Any new Martin Amis book always comes with plenty of baggage, and House Of Meetings is no exception. As his first full-length fiction since 2003’s Yellow Dog, it comes complete with high expectations and the ugly face of his previous achievements leering over its shoulder. You can almost hear the critics sharpening their knives even before it hits the shelves.
Like so many of his previous novels, it also brings with it some worryingly dense prose and more than a few literary references. His books have never made for easy reading, but that’s exactly where their strength lies, and it’s good to see that one of the English language’s greatest wordsmiths still shows no sign of sugaring the pill as he grows older. You may love Amis’s work, or you may hate it – but it’s hard to view it with anything other than admiration.
House Of Meetings is significant for more than just the long wait that preceded it, however. It shows Amis dipping his toes into the waters of historical fiction, and coming back with what feels like a political fable from start to finish.
This is the story of a Russian survivor of the Arctic gulags, told exclusively from his point of view and taking the form of a lifetime confession. We learn of our nameless narrator’s early life, his acclimatisation to the challenges of the gulag, and his struggles to re-acclimatise to the real world afterwards. We also learn of his rivalry with his half-brother Lev. Both siblings lust after the enigmatic Jewess Zoya, but it is Lev who eventually marries her, before he too is sent to the gulag.
Of course, this is a Martin Amis novel, so it is also filled with unspeakable deeds and horror at the pain and suffering that man inflicts on fellow man. As if it’s not enough that he fantasizes about his brother’s wife on a daily basis, the narrator also confesses that he’s a multiple rapist, his crimes having been committed in the aftermath of the war. Life in the gulag is shown with a characteristic harshness too, as Amis turns his spotlight on the historical atrocities and everyday barbarism of a country in turmoil.

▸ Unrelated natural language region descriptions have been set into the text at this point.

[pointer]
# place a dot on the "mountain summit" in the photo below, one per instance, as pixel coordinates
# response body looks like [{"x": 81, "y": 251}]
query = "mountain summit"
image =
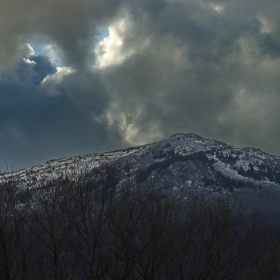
[{"x": 185, "y": 165}]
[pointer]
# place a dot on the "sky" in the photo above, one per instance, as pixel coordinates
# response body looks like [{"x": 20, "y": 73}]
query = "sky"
[{"x": 79, "y": 77}]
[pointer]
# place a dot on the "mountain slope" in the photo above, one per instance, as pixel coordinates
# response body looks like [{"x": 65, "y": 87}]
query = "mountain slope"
[{"x": 184, "y": 164}]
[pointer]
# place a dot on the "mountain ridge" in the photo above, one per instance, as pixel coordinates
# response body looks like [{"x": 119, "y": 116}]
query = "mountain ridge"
[{"x": 184, "y": 164}]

All of this should come as no surprise to this who have read his work before, and here he delivers the same kind of intellectual violence that we’ve come to expect over the years. What marks House Of Meetings out from his other novels – and, in some ways, undermines its considerable effects – is the need to present historical facts in large, indigestible chunks scattered throughout the fiction. The outcome is that these puddles of historical reality dilute the narrative, and while they are often intriguing in their own right, they don’t make for a great novel.
Historical fiction is a delicate balancing act between its two disparate elements – history and fiction – and here Amis doesn’t always get the mix right. In the end, the story of two brothers and their troubled love lives is swamped by the weight of the history surrounding it, leaving the characters feeling shallow and unfulfilling. They’re at their most vibrant and intriguing during the chapters set in the gulag itself, but what may have made an interesting novella starts to drag as it progresses, and the ending feels more like a political rant than the kind of fully-realised fiction that we’ve come to expect.
By all means read House Of Meetings for the vivid descriptions of life in the gulags, or for snapshot of the last century of Russian history – just don’t expect it to be vintage Amis. We may have to wait at least another three years for that.